WebGPU rendering pipeline
The WebGPU path runs frustum culling and importance sampling on the GPU, eliminating the CPU-side loop that the WebGL path requires.
Pipeline stages
1. CPU-to-GPU upload
Every throttle tick, the CPU ring buffer copies its contents into a GPU storage buffer flagged STORAGE | COPY_DST. This is a full-ring upload — O(N) CPU work per tick where N is the current buffer fill. It's the main cost of the WebGPU path and the planned optimization for a future incremental upload path.
2. Compute pass
A WGSL compute shader reads all uploaded points and produces a compacted output buffer:
@compute @workgroup_size(256)
fn cull_and_compact(@builtin(global_invocation_id) id: vec3<u32>) {
let index = id.x;
if (index >= uniforms.pointCount) { return; }
let pos = positions[index];
// 6-plane frustum test
if (!passes_frustum(pos, uniforms.frustumPlanes)) { return; }
// Temporal window filter (when timeWindowMs > 0)
if (uniforms.timeWindowMs > 0u) {
let age = uniforms.currentTime - timestamps[index];
if (age > uniforms.timeWindowMs) { return; }
}
// Importance sampling (when enabled)
if (uniforms.importanceSamplingEnabled == 1u) {
let hash = pcg_hash(index, uniforms.frameSeed);
if (f32(hash) / 4294967295.0 > importances[index]) { return; }
}
// Atomically append to output buffer
let out = atomicAdd(&drawIndirectArgs.vertexCount, 1u);
compacted[out] = index;
}
The compute shader:
- Reads positions, timestamps, and importance values from storage buffers.
- Applies frustum, temporal window, and importance tests.
- Uses
atomicAddto append surviving point indices to a compacted index buffer. - Writes the surviving point count directly into the
drawIndirectarguments buffer.
3. Draw pass
drawIndirect draws from the compacted buffer using the count that the compute shader wrote. The CPU never needs to know how many points survived. There's no BufferAttribute.needsUpdate, no CPU readback, and no draw call preparation on the frame path.
Double buffering
Two sets of position and attribute storage buffers alternate each tick: one is being written by the CPU (upload) while the other is being read by the GPU (compute + draw). This ensures ingest and rendering never contend on the same memory.
Support matrix
| Browser | Status |
|---|---|
| Chrome 113+ | Full WebGPU support |
| Edge 113+ | Full WebGPU support |
| Firefox | No WebGPU — uses WebGL fallback |
| Safari 18+ | Experimental WebGPU — uses WebGL fallback by default |
| Node.js / jsdom | No navigator.gpu — uses WebGL fallback |
Known limitations
Full-ring upload per tick: The current upload path copies all N positions on every tick even when few points changed. Worker-to-GPU incremental upload (only new chunks since the last tick) is the planned fix and would reduce upload cost proportionally to ingest rate.

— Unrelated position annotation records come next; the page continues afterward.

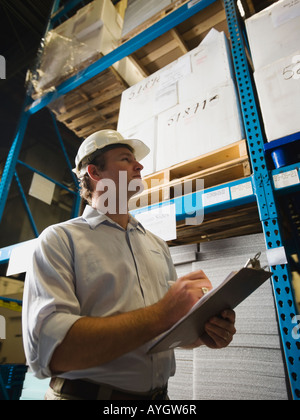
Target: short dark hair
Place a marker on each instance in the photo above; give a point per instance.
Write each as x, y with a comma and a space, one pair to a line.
86, 187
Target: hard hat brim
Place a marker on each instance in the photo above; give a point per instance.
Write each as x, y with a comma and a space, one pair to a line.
140, 152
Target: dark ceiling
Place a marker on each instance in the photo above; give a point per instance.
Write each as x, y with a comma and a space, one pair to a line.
23, 23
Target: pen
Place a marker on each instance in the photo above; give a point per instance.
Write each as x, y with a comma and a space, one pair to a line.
205, 290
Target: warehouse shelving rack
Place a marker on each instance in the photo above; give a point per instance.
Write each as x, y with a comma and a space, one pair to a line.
262, 187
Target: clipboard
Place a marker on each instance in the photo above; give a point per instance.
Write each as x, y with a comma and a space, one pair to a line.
228, 295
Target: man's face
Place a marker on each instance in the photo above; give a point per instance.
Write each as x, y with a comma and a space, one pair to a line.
119, 181
121, 159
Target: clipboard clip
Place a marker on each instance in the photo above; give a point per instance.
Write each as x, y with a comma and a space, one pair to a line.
254, 262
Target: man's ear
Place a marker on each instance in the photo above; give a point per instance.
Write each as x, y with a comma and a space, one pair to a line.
94, 172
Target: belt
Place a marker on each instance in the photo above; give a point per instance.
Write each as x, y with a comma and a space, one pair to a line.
85, 390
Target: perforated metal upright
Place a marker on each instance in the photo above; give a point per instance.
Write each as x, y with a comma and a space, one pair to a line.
282, 279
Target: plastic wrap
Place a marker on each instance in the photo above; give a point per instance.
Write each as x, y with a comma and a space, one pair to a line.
72, 46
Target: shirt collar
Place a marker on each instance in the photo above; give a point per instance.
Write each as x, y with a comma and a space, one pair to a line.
94, 218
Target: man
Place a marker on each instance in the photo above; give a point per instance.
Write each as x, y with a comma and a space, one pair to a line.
97, 292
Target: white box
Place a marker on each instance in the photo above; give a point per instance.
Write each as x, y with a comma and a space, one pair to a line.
211, 65
153, 95
190, 76
145, 132
91, 17
278, 87
199, 126
274, 33
138, 103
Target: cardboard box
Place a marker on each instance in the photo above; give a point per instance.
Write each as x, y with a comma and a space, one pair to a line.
199, 126
278, 87
274, 33
211, 65
92, 32
190, 76
139, 11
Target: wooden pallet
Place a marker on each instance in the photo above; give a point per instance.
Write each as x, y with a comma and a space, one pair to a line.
93, 106
223, 165
228, 223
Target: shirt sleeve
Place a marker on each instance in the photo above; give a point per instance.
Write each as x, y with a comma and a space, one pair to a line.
50, 305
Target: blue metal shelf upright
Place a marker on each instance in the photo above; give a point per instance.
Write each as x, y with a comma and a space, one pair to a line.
260, 185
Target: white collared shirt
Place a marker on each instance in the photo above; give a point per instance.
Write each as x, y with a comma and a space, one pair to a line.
91, 266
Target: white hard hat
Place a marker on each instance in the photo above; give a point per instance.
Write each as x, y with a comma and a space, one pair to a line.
99, 140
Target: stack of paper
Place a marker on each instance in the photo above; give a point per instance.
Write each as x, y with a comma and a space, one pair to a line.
252, 367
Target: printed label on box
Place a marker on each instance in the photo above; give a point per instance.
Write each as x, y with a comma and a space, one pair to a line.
286, 179
214, 197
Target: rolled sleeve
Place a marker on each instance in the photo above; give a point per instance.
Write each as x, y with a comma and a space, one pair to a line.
50, 306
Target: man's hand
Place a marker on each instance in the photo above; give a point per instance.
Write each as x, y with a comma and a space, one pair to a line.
219, 331
183, 295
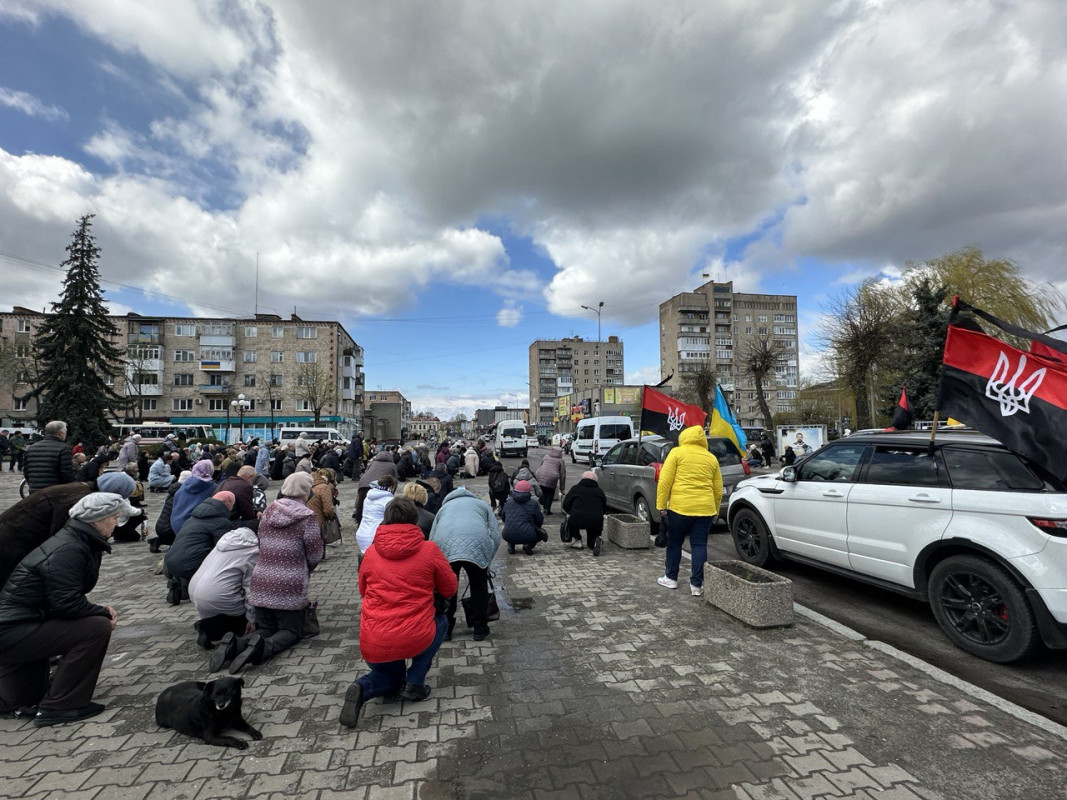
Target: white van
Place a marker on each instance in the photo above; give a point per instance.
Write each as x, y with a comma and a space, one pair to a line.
594, 436
314, 434
511, 438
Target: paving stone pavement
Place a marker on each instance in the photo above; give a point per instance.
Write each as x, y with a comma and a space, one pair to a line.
608, 686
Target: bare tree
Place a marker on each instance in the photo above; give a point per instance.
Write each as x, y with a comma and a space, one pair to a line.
758, 358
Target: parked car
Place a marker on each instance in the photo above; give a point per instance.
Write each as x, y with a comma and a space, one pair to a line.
961, 523
628, 473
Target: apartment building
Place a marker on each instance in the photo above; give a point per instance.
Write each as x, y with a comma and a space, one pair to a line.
574, 366
707, 326
189, 370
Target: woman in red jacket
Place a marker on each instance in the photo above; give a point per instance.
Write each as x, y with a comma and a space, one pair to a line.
398, 576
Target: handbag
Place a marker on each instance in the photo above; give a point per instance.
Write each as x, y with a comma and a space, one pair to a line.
331, 530
312, 620
493, 610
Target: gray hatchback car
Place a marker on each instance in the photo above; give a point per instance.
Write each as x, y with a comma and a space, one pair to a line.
627, 473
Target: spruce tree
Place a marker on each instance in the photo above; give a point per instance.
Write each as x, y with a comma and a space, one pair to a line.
76, 350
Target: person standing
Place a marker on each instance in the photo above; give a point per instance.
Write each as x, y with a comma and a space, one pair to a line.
398, 620
49, 462
687, 497
466, 531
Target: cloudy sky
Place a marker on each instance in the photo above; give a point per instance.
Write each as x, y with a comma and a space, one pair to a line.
455, 179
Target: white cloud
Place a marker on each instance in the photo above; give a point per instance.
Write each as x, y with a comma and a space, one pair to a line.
30, 105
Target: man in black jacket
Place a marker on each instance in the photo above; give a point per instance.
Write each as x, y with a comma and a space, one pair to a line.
48, 462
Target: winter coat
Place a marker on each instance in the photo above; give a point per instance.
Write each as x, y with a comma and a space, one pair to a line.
47, 462
523, 517
29, 523
191, 494
690, 482
290, 546
586, 504
465, 529
397, 580
373, 510
196, 538
221, 584
321, 499
552, 473
51, 582
381, 465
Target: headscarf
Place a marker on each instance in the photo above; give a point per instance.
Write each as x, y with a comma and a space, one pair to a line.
98, 506
116, 483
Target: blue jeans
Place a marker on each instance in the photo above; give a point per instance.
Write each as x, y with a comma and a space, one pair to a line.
680, 526
386, 677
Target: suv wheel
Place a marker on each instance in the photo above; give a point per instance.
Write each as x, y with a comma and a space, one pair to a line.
982, 609
751, 538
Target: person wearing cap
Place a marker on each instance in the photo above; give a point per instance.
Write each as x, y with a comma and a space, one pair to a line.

maxStorageBufferBindingSize: GPU devices cap the size of storage buffers, typically at 128–512 MB. PointFlow checks this at initialization and silently caps maxPoints if the requested size would exceed the device limit. Use onRendererResolved and the active policy to see the effective budget.
GPU point picking
On pointerdown, a second render pass is added to the same command encoder (after the compute pass, before the main draw). The picking pass:
- Renders all visible points (via the same
drawIndirectbuffer) into a full-resolution R32Uint texture. - Each fragment writes
visibleSlot[instanceIndex] + 1— the ring-buffer slot of the point, offset by one so that 0 means "nothing drawn here". - A 1×1 region at the click coordinates is copied to a 256-byte staging buffer via
copyTextureToBuffer. - After
device.queue.submit, the staging buffer is mapped asynchronously. The encoded value is decoded back to a ring-buffer slot and the CPU ring buffer returns the point's XYZ and attributes.
Coordinates are scaled by the actual device pixel ratio (canvas device pixels / CSS pixels) before the texture read, so the result is correct on HiDPI displays.
The picking pass adds no per-frame cost — it only runs in the frame where a click lands.
WebGL fallback
The WebGL path achieves the same visible output through CPU-side operations:
copyToTypedArraysiterates the ring buffer, applies the frustum predicate, applies LOD stride, and writes into pre-allocatedFloat32Arrayposition and color buffers.- These buffers upload to
BufferGeometryattributes withneedsUpdate = true. drawArraysdraws from the uploaded attributes.
The cost is higher because the frustum loop runs on the main thread. But the result is correct and it works on every browser including Firefox and older Safari.